Whatever happens, we’ve progressed the dialogue around drug harm reduction, addiction, mental health and substance abuse in this country by light years. Whatever happens, there’s more work to do.
— Chlöe Swarbrick (@_chloeswarbrick) October 30, 2020
But spinelessness is what we’ve come to expect from the current Labour government. Jacinda Ardern, who describes herself as “youth adjacent” and promised a government that “talk[s] directly to a new generation of voters”, was frustratingly coy on the question of how she voted in the cannabis referendum, refusing to reveal her Yes vote until the show was all over, despite being willing to admit earlier that she voted Yes in the End of Life Choice Act. She could have leveraged her considerable popularity and influence in explaining her reasons for voting Yes in the cannabis referendum, and it would have been perfectly appropriate to do so – if she really believed it wasn’t, she would have stayed quiet about how she voted in both questions. Instead, her refusal to say how she voted was a wishy-washy, focus-grouped attempt to distance herself from an issue seen as a political hot potato. Now, as with capital gains tax, real, transformative, progressive policy has been put in the too-hard basket.

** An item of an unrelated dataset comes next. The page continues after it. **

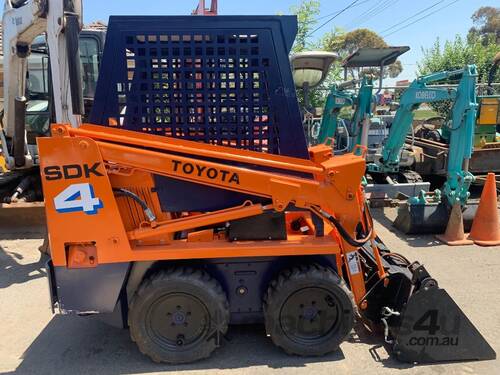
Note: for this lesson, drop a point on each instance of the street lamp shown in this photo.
(310, 70)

We intend to keep pressure on the incoming government to deliver on its commitments to achieving meaningful criminal justice reform.
That criminal justice reform has to include drug policy reform.
The current system is failing our communities on both health and justice measures
— People Against Prisons Aotearoa (@againstprisons) October 30, 2020
For all her talk about empathy and kindness, Ardern has been frustratingly unwilling to get behind the legalisation of cannabis, an approach that reduces harm and treats the sick, the imprisoned and convicted, Māori and young people more empathetically. Which means, ultimately, that it’s over to us: to keep marching, to keep letterboxing, to keep talking with each other about alternatives to the failed experiment of prohibition, and to keep pressuring our government to institute the progressive reform that it keeps promising, and failing, to deliver.